While I do appreciate that a good ground is essential, and that whole-house protection is the way to go, in practice, where have you ever seen a home with a ground electrode driven 130' into the earth? It's usually a 4 or 6' electrode. Where has an electrician verified the ground conductor's resistance to ground? Nope, not done.
First, earthing must meet
and exceed electrical code requirements. Nobody needs a 130 foot ground. Since in most cases, two 10 foot ground rods are more than sufficient. 4 or 6 foot ground rods are a code violation. And also insufficient for surge protection.
Important is the single point ground. Then earth can even rise to 10,000 volts. And nothing inside sees any voltage. These well proven concepts are called equipotential and conductivity. And are introduced (without describing them) in the case studies.
Case studies demonstrate that defective grounds violated those principles. In one case, the radio station people even disconnected grounds on a myth that grounds were attracting lightning. How did they stop all surge damage? They simple fixed the earth grounds. Created single point grounds. Wasted no time and money on more protectors. Then all damage stopped.
Unfortunately one gets caustic when these well proven concepts contradict popular myths. He never did this stuff. I did. Earthing for homes is easily established to make direct lightning strikes (and the many lesser transients) irrelevant. So that 99.5% to 99.9% of surges do no damage (numbers from the IEEE). One can add power strip or UPS protectors for maybe an additional 0.2% protection.
Protection is also a function of geology. In one home, a 'whole house' protector was properly earthed. And they still suffered damage. Lightning is a connection from cloud to earth. That current continues maybe miles through earth to distant earthborne charges. As long as that path does not pass inside a house, then no damage. But appliances were still damaged.
Eventually, a vein of graphite was discovered behind the house. A best path was incoming on AC mains, ignore the service entrance earth ground, pass through appliances, then connect to that graphite vein.
As usual, the solution is found in better earthing. A ground wire loop around the building connected to the service entrance (single point) earth ground. Now equipotential was made better. Earth beneath the entire house was one big single point earth ground. Better equipotential (and conductivity) was created. Now a best connection to distant earthborne charges was incoming on AC mains, through a 'whole house' protector, into the ground wire loop, to a graphite vein, and to distant charges. Now the path remained outside the building. Protection is always about the earthing.
This was a rare failure. Most homes are sufficiently earthed by two ten foot ground rods. But homeowners that want even better protection use this ground loop or another superior earthing method - Ufer grounds. Because surge protection is always defined by the connection to and quality of single point earth ground. And not by protectors.
2) Surges are not voltage. If its current is properly connected to earth, then a lightning strike creates near zero voltage. Voltage only exists when something foolishly tries to stop a surge (ie an adjacent protector or UPS). Those adjacent protectors will absorb how much energy? Hundreds of joules? A protector adjacent to an appliance can only block or absorb a surge. Increasing voltage. Meanwhile, typically destructive surges are hundreds of thousands of joules. Creates near zero voltage when the connection to a better earth ground is low impedance (ie 'less than 10 feet').
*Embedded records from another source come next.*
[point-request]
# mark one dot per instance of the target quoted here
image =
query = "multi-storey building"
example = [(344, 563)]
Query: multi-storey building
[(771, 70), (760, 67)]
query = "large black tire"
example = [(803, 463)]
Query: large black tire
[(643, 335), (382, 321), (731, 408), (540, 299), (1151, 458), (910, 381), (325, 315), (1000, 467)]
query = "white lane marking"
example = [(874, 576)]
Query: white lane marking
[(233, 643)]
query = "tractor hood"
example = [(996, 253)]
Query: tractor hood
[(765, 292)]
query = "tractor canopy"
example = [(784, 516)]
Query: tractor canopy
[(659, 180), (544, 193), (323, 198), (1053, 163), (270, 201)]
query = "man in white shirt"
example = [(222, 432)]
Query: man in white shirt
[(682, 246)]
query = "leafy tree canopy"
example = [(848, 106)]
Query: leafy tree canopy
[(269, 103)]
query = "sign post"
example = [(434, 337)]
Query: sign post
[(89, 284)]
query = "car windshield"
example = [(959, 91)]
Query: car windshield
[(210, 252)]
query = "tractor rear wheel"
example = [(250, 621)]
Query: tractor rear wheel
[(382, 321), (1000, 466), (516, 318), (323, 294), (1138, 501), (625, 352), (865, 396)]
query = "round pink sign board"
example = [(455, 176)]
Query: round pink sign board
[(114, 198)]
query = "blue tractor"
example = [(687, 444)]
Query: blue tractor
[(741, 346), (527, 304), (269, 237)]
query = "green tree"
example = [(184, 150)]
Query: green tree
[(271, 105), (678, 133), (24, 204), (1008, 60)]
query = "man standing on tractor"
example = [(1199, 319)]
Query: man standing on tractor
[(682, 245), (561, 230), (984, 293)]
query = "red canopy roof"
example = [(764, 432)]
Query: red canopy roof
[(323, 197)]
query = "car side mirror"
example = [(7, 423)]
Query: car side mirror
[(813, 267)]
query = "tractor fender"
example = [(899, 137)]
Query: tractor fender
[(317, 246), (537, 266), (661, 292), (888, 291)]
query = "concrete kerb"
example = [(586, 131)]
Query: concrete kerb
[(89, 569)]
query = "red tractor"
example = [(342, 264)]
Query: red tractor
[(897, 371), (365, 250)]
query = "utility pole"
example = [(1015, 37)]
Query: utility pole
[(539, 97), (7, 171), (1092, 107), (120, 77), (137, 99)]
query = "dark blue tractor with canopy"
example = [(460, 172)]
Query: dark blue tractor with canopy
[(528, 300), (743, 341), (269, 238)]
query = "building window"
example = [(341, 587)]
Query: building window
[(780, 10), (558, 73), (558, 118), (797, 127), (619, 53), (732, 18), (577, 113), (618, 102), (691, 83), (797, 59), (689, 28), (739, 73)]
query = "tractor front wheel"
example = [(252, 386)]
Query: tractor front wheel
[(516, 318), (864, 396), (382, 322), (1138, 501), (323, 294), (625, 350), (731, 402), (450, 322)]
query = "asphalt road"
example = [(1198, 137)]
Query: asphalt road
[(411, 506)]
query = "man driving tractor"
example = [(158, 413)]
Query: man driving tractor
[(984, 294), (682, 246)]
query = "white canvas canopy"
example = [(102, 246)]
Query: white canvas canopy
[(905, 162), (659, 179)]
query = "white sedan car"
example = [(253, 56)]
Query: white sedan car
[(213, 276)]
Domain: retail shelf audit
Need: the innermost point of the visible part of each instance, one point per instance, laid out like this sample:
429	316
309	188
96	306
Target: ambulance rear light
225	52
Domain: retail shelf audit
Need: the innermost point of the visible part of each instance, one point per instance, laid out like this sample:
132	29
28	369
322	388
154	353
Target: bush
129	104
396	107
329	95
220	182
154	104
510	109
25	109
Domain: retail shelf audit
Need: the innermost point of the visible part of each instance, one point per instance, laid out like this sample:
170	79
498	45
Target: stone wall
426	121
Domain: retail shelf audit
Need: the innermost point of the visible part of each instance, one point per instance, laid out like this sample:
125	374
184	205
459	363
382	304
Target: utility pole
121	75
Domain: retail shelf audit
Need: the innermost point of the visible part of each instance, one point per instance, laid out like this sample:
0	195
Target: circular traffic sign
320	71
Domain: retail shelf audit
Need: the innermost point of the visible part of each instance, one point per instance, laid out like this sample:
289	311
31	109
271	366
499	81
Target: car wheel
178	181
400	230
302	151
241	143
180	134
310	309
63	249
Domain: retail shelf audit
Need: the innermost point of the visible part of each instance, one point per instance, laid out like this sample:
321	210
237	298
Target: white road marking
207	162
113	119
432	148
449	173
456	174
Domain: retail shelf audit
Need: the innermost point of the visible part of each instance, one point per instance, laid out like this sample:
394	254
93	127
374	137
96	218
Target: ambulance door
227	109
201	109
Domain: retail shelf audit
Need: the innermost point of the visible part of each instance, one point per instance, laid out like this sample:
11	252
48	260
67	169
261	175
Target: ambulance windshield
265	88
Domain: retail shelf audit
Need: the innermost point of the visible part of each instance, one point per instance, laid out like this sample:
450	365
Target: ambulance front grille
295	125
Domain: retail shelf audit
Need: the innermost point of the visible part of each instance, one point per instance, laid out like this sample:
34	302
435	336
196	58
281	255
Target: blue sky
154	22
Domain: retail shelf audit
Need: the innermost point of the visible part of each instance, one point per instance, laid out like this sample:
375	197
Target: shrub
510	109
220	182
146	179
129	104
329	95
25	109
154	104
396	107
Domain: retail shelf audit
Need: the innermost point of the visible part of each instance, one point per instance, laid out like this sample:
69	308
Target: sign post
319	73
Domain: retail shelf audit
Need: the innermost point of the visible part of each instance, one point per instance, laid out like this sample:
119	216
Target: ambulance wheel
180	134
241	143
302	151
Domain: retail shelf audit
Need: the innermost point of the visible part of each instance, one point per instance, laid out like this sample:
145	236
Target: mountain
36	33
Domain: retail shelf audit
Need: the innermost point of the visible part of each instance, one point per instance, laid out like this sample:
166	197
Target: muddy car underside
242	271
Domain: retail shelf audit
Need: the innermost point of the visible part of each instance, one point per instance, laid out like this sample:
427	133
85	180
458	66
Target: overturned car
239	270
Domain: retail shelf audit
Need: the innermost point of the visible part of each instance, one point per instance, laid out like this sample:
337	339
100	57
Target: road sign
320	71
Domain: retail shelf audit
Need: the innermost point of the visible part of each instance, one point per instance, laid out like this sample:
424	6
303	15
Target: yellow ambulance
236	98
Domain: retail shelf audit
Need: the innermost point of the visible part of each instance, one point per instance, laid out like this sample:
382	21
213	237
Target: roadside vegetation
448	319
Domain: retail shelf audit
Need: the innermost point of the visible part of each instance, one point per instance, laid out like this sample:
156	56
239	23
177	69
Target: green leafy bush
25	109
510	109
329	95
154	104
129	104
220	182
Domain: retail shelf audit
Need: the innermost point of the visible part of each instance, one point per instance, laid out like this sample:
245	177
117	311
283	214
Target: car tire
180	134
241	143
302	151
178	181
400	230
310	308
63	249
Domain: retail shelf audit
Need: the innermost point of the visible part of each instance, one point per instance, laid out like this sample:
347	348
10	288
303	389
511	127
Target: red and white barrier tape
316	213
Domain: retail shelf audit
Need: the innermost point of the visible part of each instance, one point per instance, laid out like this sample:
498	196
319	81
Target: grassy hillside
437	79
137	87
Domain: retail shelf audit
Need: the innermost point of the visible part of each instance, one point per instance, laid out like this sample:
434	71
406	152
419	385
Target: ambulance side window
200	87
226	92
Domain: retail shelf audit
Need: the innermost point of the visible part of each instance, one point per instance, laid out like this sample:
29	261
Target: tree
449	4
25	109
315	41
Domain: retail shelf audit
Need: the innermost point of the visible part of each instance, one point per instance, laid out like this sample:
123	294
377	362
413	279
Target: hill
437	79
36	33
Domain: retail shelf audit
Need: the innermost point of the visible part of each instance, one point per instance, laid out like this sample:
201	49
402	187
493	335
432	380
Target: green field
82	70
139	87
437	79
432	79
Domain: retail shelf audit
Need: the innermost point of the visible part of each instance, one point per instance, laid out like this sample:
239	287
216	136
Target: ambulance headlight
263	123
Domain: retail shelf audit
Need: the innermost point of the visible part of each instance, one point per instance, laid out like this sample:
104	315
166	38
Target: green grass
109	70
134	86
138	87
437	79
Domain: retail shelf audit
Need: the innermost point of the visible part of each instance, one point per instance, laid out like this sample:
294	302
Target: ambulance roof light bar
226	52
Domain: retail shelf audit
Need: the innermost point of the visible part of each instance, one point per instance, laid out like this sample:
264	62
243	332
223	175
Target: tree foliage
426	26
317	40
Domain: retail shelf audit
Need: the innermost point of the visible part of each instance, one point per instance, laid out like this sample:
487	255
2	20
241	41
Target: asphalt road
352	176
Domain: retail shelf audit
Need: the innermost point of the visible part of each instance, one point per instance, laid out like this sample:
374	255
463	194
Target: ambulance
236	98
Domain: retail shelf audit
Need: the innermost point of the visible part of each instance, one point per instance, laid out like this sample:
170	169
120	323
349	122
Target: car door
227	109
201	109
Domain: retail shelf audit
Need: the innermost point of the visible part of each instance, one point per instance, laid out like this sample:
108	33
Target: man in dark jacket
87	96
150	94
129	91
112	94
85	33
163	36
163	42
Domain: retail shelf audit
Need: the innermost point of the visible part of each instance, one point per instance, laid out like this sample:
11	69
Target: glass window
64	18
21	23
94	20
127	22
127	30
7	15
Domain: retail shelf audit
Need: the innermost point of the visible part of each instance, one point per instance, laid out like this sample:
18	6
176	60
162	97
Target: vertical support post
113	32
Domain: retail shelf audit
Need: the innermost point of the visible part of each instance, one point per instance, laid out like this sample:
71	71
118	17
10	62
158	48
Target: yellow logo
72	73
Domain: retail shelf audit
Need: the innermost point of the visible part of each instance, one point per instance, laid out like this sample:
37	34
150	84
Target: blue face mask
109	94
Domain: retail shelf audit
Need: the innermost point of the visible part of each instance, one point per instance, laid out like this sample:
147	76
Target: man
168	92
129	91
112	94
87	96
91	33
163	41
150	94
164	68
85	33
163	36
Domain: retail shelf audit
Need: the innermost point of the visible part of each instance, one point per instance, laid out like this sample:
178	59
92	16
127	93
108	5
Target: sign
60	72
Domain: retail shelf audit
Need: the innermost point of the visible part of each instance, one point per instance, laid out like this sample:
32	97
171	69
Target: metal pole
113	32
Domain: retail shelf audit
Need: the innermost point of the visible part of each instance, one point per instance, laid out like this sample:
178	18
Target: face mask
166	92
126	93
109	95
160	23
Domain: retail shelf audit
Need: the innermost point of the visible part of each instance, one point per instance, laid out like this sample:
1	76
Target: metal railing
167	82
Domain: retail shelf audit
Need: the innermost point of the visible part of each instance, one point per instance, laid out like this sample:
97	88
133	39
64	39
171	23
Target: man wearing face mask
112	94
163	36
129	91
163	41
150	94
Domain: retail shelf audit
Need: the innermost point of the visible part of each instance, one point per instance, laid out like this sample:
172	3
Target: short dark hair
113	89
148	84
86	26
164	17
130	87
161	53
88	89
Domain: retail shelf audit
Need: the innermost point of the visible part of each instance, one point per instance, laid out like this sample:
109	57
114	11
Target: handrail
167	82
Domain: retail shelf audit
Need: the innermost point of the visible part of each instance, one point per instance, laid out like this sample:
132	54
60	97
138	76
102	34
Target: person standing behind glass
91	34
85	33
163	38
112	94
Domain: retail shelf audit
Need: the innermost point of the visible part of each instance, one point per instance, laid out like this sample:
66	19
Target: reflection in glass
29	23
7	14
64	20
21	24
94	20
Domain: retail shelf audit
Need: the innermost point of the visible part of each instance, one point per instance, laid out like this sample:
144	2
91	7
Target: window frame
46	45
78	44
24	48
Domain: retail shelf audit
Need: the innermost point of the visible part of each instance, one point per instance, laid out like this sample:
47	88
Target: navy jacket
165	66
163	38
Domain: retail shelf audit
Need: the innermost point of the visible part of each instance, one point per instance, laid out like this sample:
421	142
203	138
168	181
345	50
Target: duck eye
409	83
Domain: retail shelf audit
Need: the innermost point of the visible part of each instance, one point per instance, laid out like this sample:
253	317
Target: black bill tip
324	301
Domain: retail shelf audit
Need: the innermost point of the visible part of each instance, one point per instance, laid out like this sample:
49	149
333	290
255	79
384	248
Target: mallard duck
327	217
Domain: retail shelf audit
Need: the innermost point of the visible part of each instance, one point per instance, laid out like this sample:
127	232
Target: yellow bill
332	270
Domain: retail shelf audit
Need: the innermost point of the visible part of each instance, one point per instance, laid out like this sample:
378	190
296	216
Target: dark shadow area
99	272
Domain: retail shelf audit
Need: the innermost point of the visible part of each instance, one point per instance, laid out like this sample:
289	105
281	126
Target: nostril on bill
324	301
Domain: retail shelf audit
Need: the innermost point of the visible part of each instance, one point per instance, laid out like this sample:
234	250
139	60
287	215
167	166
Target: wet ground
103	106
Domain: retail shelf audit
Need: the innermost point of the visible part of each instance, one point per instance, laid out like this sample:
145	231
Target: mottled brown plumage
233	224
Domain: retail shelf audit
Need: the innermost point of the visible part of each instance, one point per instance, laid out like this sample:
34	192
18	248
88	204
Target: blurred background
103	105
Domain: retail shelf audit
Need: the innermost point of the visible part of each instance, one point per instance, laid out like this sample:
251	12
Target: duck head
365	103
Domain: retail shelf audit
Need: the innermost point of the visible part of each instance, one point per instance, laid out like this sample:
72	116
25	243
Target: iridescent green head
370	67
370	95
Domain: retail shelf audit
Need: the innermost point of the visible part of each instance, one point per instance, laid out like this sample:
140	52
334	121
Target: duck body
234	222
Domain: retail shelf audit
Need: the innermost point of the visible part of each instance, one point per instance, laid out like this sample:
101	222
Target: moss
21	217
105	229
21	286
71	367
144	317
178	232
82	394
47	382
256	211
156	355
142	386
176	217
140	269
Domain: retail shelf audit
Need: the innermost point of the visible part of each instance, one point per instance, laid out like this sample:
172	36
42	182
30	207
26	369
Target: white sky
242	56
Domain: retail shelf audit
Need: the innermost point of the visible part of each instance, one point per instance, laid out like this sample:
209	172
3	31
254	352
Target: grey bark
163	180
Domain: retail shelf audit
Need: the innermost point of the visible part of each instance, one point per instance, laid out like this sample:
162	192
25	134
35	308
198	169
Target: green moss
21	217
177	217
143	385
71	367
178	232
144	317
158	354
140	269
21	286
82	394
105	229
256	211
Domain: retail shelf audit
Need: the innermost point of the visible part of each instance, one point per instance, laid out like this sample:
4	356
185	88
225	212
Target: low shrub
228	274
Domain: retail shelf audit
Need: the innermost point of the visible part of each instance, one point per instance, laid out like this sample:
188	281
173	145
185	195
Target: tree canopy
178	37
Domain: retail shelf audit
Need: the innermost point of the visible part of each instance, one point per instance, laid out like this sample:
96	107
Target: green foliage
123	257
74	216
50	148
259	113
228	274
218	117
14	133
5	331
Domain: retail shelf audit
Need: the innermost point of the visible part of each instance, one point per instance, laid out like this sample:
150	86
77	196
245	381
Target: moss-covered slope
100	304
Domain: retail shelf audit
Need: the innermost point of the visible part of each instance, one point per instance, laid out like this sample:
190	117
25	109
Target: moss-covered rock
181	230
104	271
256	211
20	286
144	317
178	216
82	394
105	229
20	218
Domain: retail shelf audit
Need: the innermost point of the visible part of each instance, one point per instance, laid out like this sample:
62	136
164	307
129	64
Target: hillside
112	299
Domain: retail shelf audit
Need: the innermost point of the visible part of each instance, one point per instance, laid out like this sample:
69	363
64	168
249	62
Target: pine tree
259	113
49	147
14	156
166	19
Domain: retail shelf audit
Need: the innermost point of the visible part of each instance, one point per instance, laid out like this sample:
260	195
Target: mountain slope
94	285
3) Once permitted inside, that current will hunt for earth ground destructively via appliances. A typical surge on AC mains is incoming to every appliance. Are all appliances damaged? Of course not. The one or few damaged appliances must also have an outgoing path to earth. Damaged appliance have both an incoming and outgoing path. Then those appliances act like a 'whole house' protector to protect other appliances.
Informed consumers spend maybe as little as $50 for an earthed 'whole house' protector. So that no appliance need be damaged. So that direct lightning strikes (when properly earthed) do not even damage the protector. Then near zero voltage exists from a surge. A voltage that remains well below what all appliances are designed to withstand without damage.
4) Plug-in protectors will not even mention earth ground. Since that would harm sales. Informed consumers earth a 'whole house' protector. Protectors are simple dumb science. The 'art' of protection (as made obvious in so many case studies) is what does the protection - single point earth ground. That house adjacent to a graphite vein is one example of the "art".